Follow the steps to install SSL on your website:
- Purchase and install the SSL certificate for your domain on your server. Installing SSL depends on your server and domain setup and you should check the documentaions of both or contact your server's administrator to find out how to do it.
- Check if SSL is enabled. If SSL is enabled for your domain you will be able to access static assets on your server (but not WordPress URLs) using HTTPS protocol. You can access any image that you have uploaded or any JS or CSS file to find out. Example: http://example.com/wp-includes/js/jquery/jquery.js and https://example.com/wp-includes/js/jquery/jquery.js will be both accessible when SSL is enabled.
- (Optional) As described in Administration Over SSL you can enable SSL just for the admin panel. In order to do that you'll have to log in to your server and open wp-config.php and add the following line inside:
define('FORCE_SSL_ADMIN', true);
. After you do that entire admin area should be served over HTTPS only. (If there is some problem and it isn't remove the line you added to wp-config.php for now and contact the server administrator.) - Go to Settings → General and update both "WordPress Address (URL)" and "Site Address (URL)" to
https://
prefix. Once you do that all back-end and front-end links will start pointing to the HTTPS version and all assets will be served with HTTPS prefix. - When you enter the front-end you may notice that your browser may tell you that "some assets on this website are served over HTTPS and some over HTTP" (and therefore your browser will not indicate that HTTPS is fully functional). To resolve this you will have to check which assets are still served over HTTP. You can do that in the source code of your website or some browsers may also indicate this in Web Developer Tools (hit F12 in Chrome). For example some settings and custom fields that were saved with HTTP prefix may have to be updated. (In development beta versions of this theme only logo fields in Appearance → Customize had to be updated but it may be alrady resolved by the time you read this.) When all assets are served over HTTPS your browser should indicate this with green HTTPS and a padlock symbol in the address bar. (You can still serve some assets like externally hosted images via HTTP.)

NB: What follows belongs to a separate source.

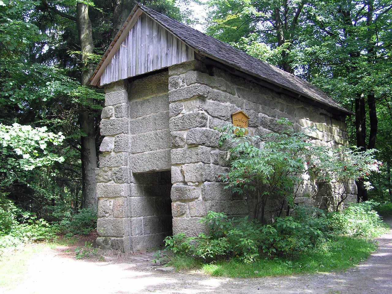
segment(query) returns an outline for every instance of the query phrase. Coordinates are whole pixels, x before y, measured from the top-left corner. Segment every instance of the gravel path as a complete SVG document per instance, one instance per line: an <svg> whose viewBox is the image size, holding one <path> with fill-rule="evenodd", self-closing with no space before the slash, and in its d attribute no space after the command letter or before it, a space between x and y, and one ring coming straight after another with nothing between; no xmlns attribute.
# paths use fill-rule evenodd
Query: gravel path
<svg viewBox="0 0 392 294"><path fill-rule="evenodd" d="M392 224L392 219L388 220ZM29 266L26 281L7 294L312 293L391 294L392 230L377 238L378 250L346 272L254 279L213 278L198 273L157 270L147 254L127 263L76 260L72 253L48 249Z"/></svg>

- Lastly, you will have to log in to your server again and open .htaccess that you will find in the same folder as wp-config.php. In .htaccess you will have to redirect the HTTP version of the website to HTTPS version. Then your HTTP version will no longer be accessible and everyone will be redirected to the HTTPS version.
Please note that the above instructions are not related to the theme but to your server and domain configuration and if something doesn't work as described you should seek help elsewhere.
FAQ
Q: Is it worth getting a SSL certificate?
Yes. For an online store it's almost obligatory.
- Some payment gateways (like Stripe or Apple Pay) require that you have SSL to use them.
- Google gives HTTPS websites a ranking boost.
- Google flags not encrypted sites in their search results as unsafe.
- Browsers like Google Chrome flag or will flag not encrypted sites as unsafe.
- WordPress starting from 2017 has features that require SSL.
There are other benefits too but since this is an extensive subject we recommend that you read more about them elsewhere.
Q: Which SSL certificate do I need?
If you'll be using only one domain without subdomains then it's sufficient to get the basic one without support for subdomains.
Q: Are there any free SSL certificates?
Yes, there's Let's Encrypt project and CloudFlare. Other than that they are generally paid.
Q: How long does it take for changes to take place?
Approving your purchased SSL certificate may take a couple of hours, all other changes should be instant. If something doesn't work it's more likely that there is some configuration issue than that the server didn't yet apply the changes. All changes described above should work instantly. (Note: When you're updating DNS records then this may in fact take even up to 24 hours but it's usually instant too.)
Q: I have updated the two URLs in Settings → General and now my website is no longer accessible at all.
This may happen to you in various circumstances:
- When you have updated the two URLs in Administration → Settings → General before enabling SSL for the domain.
- Or when your SSL certificate has expired.
- Or when you're trying to configure your CDN or additional servers whose certificate does not match yet.
- etc.
Whatever the reason your only option of regaining access may be to log in to your database (your server most likely comes with phpMyAdmin which should be accessible using some URL like mysql.example.com), go to wp_options
table and update these two options manually there back to HTTP prefix. There may be no other way to restore access to your WordPress installation.